Description and Analysis

Mercury Dimes

Description & Analysis

The U. S. Mint anticipated that dimes of this new type by Adolph A. Weinman would be in mass production by summer at the latest, but this was not to be. As with most of the coin designs created outside of the Mint's own Engraving Department, there were technical issues that had to be addressed, and large scale production did not begin until October. In the meantime, the demand for additional dimes could no longer be ignored, and millions were coined with the 1916 date but carrying Charles Barber's old Liberty Head design.

It was not until October 28, 1916 that the new dimes were released to circulation. Both numismatic and general publications had been reporting on these coins for months, and there was a tremendous sense of anticipation when they finally debuted. Reviews were almost universally favorable.

Americans took the new dimes to heart, saving many thousands of them in Mint State condition. This remains a common issue across a broad range of grades, and some truly amazing gems may be found.

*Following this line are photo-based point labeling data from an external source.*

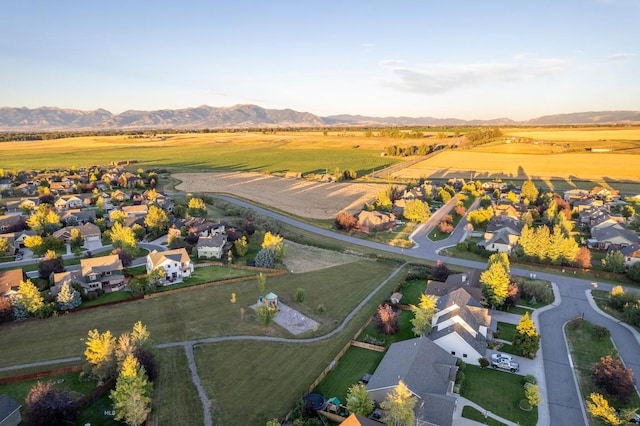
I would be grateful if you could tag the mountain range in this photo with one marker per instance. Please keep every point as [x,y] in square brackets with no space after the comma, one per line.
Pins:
[253,116]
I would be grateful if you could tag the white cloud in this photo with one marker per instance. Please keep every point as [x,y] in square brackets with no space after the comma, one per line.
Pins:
[445,77]
[622,56]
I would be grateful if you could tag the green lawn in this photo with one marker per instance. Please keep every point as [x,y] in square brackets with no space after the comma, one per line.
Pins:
[348,371]
[506,331]
[471,413]
[499,392]
[586,349]
[198,313]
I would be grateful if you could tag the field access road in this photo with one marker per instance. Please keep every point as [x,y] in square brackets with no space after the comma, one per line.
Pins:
[563,399]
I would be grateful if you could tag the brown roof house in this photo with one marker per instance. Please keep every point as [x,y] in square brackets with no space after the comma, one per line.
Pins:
[461,326]
[176,263]
[375,221]
[428,371]
[98,273]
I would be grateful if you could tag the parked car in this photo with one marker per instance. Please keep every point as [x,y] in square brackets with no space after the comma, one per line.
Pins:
[503,364]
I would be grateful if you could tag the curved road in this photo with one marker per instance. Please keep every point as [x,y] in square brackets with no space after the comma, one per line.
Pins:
[564,401]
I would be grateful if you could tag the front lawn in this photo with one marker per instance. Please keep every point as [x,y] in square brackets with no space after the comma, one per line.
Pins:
[348,371]
[499,392]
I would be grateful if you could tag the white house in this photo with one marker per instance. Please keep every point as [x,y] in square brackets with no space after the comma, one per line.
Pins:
[211,247]
[461,326]
[176,263]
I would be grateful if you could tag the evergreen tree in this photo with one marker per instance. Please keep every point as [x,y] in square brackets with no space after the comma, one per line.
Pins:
[68,297]
[132,394]
[527,339]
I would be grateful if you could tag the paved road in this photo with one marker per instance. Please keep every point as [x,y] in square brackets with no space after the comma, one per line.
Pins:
[563,397]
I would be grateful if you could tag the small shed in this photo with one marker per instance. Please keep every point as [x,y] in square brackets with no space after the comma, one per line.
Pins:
[271,299]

Most of these survivors are reasonably well struck, but only a quarter or fewer have fully struck horizontal bands to the fasces, and such coins bring a premium. Often overlooked, however, is that other portions of the design may be weakly struck on a Full Band specimen. Coins saved by non-numismatists often are found with extremely deep toning that ranges from golden brown to nearly black. The finer specimens were most likely in the hands of collectors from the outset.